Oregon Dispensaries Will Have Pot Brownies After All
Thanks to overwhelming response by patients, a plan by the Oregon Health Authority we told you about earlier has been scrapped. The draft rules proposed by the OHA would have banned at Oregon’s newly legal dispensaries any medicated edible product that was “manufactured in a form that resembles cake-like products, cookies, candy, or gum, or that otherwise may be attractive to minors because of its shape, color, or taste.”

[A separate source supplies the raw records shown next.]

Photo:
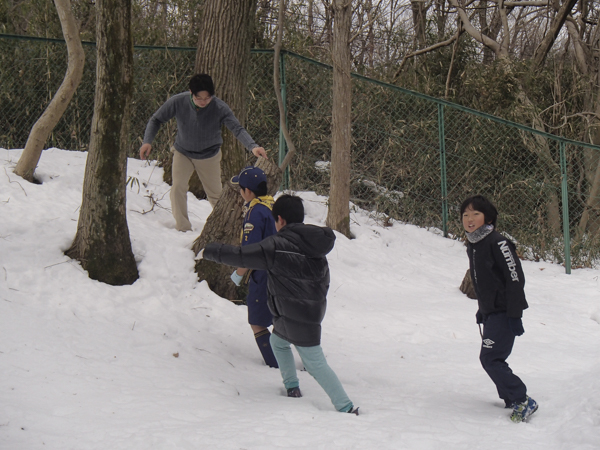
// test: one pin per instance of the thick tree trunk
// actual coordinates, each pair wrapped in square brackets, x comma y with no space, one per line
[338,214]
[102,243]
[224,225]
[224,53]
[43,127]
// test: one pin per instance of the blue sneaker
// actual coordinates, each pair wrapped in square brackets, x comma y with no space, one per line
[522,411]
[294,392]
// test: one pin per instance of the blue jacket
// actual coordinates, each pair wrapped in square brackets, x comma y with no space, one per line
[258,224]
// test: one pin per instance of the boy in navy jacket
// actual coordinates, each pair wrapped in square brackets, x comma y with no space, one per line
[499,283]
[258,224]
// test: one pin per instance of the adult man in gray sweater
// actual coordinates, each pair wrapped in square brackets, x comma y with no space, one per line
[197,146]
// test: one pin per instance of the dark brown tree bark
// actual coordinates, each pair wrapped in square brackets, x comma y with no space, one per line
[43,127]
[102,243]
[224,225]
[338,214]
[224,53]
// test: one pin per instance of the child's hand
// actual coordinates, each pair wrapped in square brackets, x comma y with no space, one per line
[237,279]
[516,326]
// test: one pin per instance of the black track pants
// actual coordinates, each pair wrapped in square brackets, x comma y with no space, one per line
[496,346]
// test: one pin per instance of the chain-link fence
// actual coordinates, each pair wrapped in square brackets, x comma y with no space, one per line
[415,158]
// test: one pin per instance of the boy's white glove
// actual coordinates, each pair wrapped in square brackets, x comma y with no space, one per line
[237,279]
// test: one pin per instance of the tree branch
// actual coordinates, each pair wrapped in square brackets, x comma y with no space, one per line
[277,86]
[427,50]
[478,35]
[557,23]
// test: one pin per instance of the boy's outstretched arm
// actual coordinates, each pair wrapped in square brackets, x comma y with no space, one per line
[257,256]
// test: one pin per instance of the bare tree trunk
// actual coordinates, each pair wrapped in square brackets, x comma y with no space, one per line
[224,225]
[338,214]
[224,53]
[102,243]
[43,127]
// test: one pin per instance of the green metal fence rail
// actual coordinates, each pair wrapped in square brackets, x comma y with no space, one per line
[415,158]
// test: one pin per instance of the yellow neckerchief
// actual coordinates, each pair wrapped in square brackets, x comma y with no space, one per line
[265,200]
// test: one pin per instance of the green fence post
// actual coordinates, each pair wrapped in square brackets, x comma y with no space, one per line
[565,202]
[285,182]
[442,138]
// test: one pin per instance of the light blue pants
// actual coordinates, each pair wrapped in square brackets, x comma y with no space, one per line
[315,363]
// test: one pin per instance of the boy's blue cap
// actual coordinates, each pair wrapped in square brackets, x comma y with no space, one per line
[250,177]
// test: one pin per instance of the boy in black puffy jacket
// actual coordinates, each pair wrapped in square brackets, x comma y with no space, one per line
[499,283]
[298,281]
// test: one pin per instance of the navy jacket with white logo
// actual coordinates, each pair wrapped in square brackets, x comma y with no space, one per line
[497,276]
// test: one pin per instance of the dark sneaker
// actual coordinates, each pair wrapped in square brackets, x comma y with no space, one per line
[522,411]
[294,392]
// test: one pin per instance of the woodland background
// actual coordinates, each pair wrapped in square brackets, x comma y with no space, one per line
[534,63]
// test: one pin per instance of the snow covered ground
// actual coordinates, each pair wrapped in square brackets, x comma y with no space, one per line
[167,364]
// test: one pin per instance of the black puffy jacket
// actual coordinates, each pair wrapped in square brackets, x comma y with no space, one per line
[298,277]
[497,276]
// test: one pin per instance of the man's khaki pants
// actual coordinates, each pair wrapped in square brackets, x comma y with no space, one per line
[209,172]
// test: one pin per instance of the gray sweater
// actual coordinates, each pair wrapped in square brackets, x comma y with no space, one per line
[198,129]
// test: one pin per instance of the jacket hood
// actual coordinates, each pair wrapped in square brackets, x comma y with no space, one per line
[312,240]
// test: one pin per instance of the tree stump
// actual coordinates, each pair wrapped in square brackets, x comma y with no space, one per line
[224,225]
[466,287]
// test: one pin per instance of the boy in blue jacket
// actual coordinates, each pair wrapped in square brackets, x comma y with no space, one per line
[258,224]
[499,283]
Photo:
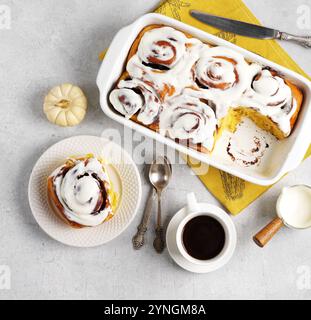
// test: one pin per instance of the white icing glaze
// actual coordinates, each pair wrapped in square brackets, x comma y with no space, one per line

Tom Burns, head of the OHA’s dispensary oversight, originally crafted the rules in response to worries about children mistakenly eating medicated edibles. The OHA received over 300 emails from patients and advocates explaining how a ban on, say, medicated brownies, lollipops, and gummis doesn’t make those items disappear; it makes them go underground. They also explained how many patients cannot inhale marijuana through smoking or vaporization and they shouldn’t have to be relegated to bland, tasteless edibles for relief. Others were shocked the OHA would basically incentivize patients toward smoking, which is the least healthful way of ingesting cannabis medicine
Yesterday, the OHA released its final rules, which went into effect immediately. They seem to now understand it is better to regulate production of sweet edibles, so they can control the look and packaging of them, rather than turn every patient’s home kitchen in Oregon into a source for tinfoil, sandwich baggie, and wax paper wrapped edibles on the black market.
The new rules still bar any products that are “attractive to minors,” but now that definition does not include any references to type or taste of food. What won’t be allowed is any “brightly colored food” or medibles shaped like “an animal or any other commercially recognizable toy or candy.” That seems reasonable – no pot animal cookies or brand rip-offs on, say, a Snickers bar. But what counts as “brightly colored food”? Is a medicated Rice Krispie treat OK, but only if it uses plain Rice Krispies and not those rainbow colored ones? The rules don’t define what “bright colors” are.
The rules also require opaque, child-proof packaging, which cannot be “a container that is brightly colored, depicts cartoons or images other than the logo of the facility, unless the logo of the facility depicts cartoons, in which case only the name of the facility is permitted.” So forget about that great idea of naming your Scooby Snacks with a picture of Scooby & Shaggy… not that Hanna Barbera would have let you, anyway.